26 Aralık 1830’da Milano’daki ilk temsilde kullanılan notalar bir kopyacı tarafından kopya edilmiştir fakat üzerlerinde Bellini’nin yaptığı birçok değişiklik vardır ve Ricordi arşivlerinde bulunmaktadır. Birkaç yerde Bellini yaptığı değişikliklerin nedenini yazmıştır. “Accomodato (a) per mezzo-soprano” (Mezzo-soprano’ya kolaylık için) opera ilk önce soprano Giulietta (Rosalbina Carradori Allan) ve mezzo-soprano Romeo (Giuditta Grisi) için bestelenmişti.
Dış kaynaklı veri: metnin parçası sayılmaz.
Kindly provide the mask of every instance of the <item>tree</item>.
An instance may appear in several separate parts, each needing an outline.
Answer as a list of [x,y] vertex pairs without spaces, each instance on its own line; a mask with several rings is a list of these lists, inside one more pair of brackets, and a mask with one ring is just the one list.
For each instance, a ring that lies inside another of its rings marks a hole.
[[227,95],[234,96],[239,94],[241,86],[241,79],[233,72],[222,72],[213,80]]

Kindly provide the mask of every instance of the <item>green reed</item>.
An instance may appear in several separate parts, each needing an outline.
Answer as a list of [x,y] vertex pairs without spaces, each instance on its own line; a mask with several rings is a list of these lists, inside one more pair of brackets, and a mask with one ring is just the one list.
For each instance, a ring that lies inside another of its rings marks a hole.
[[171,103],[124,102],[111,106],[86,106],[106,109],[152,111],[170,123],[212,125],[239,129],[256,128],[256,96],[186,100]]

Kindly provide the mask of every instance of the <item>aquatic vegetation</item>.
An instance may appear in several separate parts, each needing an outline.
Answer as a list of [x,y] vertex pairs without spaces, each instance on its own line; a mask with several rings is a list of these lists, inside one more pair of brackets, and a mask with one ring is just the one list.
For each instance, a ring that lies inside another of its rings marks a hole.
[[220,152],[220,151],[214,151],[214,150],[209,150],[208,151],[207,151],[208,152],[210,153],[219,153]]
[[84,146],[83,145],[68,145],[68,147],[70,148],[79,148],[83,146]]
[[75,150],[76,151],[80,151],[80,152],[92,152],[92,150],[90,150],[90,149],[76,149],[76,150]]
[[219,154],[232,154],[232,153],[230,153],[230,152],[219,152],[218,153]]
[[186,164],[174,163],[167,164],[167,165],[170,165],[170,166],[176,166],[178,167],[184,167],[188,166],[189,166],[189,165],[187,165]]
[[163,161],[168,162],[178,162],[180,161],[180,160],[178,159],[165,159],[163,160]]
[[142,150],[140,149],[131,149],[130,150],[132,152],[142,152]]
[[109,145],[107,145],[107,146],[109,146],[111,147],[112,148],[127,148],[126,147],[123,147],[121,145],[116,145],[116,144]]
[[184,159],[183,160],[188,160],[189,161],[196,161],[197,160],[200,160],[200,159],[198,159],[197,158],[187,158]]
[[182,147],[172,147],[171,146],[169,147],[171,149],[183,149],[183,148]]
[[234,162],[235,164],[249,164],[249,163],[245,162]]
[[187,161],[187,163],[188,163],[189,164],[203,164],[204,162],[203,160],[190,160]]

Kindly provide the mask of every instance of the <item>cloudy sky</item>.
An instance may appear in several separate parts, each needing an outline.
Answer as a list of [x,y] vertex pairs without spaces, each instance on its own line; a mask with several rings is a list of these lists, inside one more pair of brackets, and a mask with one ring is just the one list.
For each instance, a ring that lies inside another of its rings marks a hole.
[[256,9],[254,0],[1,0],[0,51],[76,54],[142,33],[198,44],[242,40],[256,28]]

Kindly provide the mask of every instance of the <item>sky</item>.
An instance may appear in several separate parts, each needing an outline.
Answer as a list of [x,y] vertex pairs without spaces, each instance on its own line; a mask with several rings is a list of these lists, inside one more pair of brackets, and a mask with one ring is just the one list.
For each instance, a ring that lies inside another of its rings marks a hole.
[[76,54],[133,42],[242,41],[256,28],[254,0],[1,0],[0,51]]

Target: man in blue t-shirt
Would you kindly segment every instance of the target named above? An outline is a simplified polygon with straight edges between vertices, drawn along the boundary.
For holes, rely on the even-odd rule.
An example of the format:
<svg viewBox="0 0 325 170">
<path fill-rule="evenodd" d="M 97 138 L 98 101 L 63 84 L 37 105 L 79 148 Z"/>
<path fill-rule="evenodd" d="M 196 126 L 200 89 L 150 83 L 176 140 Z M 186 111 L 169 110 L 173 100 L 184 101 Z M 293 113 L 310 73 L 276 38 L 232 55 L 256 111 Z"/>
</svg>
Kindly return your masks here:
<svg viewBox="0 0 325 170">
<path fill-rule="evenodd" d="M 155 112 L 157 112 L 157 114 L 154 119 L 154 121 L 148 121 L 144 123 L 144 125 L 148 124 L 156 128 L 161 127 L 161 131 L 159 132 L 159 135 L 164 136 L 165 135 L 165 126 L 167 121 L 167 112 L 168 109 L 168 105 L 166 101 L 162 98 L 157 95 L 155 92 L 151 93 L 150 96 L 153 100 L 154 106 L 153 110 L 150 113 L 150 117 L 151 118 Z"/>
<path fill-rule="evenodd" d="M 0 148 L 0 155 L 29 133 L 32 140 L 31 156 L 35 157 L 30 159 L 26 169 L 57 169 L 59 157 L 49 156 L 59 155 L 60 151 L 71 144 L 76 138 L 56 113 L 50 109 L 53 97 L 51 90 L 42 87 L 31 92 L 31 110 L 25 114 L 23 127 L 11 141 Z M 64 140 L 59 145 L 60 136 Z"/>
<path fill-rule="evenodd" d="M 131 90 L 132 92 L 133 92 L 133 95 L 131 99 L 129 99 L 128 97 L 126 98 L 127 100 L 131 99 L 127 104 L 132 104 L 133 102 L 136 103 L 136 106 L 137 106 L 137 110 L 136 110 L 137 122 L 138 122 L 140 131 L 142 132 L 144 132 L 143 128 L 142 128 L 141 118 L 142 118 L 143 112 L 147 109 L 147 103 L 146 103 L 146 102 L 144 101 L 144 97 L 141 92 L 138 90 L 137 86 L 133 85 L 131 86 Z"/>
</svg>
Milano için iki mezzo sopranoya dönen Bellini, Giulietta için Amalia Schütz ve Romeo rolünde yine Grisi’yi kullandı. Giulietta’nın rolünü transpoze etmek bestecinin pek hoşuna gitmemişti. 3 Ocak 1831 tarihinde Giovanni Battista Perucchini’ye yazdığı mektupta: “Operayı Venedik’te olduğunun yarısı kadar etkileyici buldum. Bunun birçok nedeni var. Tiyatro daha büyük, Rolla’nın tempoları daha geniş, her iki kadın da mezzo olduğu için ansambllarda uyuşması imkânsız oldu. Tiyatronun bu kadar büyük olması Grisi’nin dezavantajı. Özetlemem gerekirse, burada Venedik’te aldığım hazzı alamadım, fakat yine de eser beğenildi.”
İlk operalarından bu yana Bellini, arioso kavramını geliştirerek resitatifleri daha ilginç kılmaya çalışmıştır. I Capuleti e i Montecchi’de ariosolar sayıca azdır fakat oldukça çarpıcıdır. Hepsi Romeo tarafından söylenir: Bunlar, kavatinasından önceki ‘Lieto del pari’, Tebaldo ile olan düetinden önceki ‘Anch’esso m’oblia’ ve son olarak ikinci perde aryasından önceki ‘Sorgi, o mio bene’dir. Fakat Bellini’nin “sıkıcı resitatif” hakkındaki kaygıları, resitatifler üzerinde etkili olmuştur. Formülünü hayata geçirmek için uyguladığı yollar, resitatiflerinin akmasını ve yoğunlaşmasını sağlamıştır, bu özellikle son sahnede oldukça belirgindir. Giulietta’nın uyanışı, “Romeo!” diye seslenişi ve onun cevabı eşsiz bir kırılganlık içindedir fakat olağanüstü güçlü bir etki yaratmaktadır. Bu iç çekişler, bu asil çizgiler, resitatif tarihinde eşsiz yerini almalıdır. Minimum bir çalışmayla maksimum efekt elde edilmiştir. Her ne kadar Maria Malibran tarafından Bellini’nin operasına Vaccai’in finalini ekleme modası başladıysa da kıyaslanacak olursa buradaki resitatif çok daha sönük ve formüle kalır.
Duygusal ifade açısından da Bellini’nin monoton olduğu yolunda eleştiriler sıklıkla yapılmıştır. Melankoli uzmanı, eriyip giden, hüzünlü melodilerin uzmanı ününü almıştı. Wagner ona “Nazik Sicilyalı” diyordu. Bu yanlıştır. Bellini’de gerçekten çok güçlü bir hüznün gerilimi vardır. Aynı zamanda coşkulu veya savaşvari tonlarda da aynı derecede ifadelidir.
I Capuleti e i Montecchi, kuşkusuz önemli bir eserdir. Bellini eser bestelendiğinde kariyerinin ortasındaydı. Il Pirata ve La Straniera gibi heyecan verici ilk operalarını geride bırakmış, La Sonnambula, Norma ve I Puritani gibi baş yapıtlarını ise henüz bestelememişti. Her ne kadar bu operada La Sonnambula veya Norma’nın (özellikle finalinin) taşan zirveleri veya Beatrice di Tenda ve I Puritani’nin etkileyici koral melodileri yoksa da ayrıca ‘Casta Diva’ (Norma) veya ‘A te, o cara’nın (I Puritani) doğaüstü melodilerine rastlamasak da, bu başyapıtlarda hayranlık yaratacak özellikler I Capuleti e i Montecchi’de de kendisini belli eder. I Capuleti e i Montecchi, stil açısından yüksek bir seviyededir.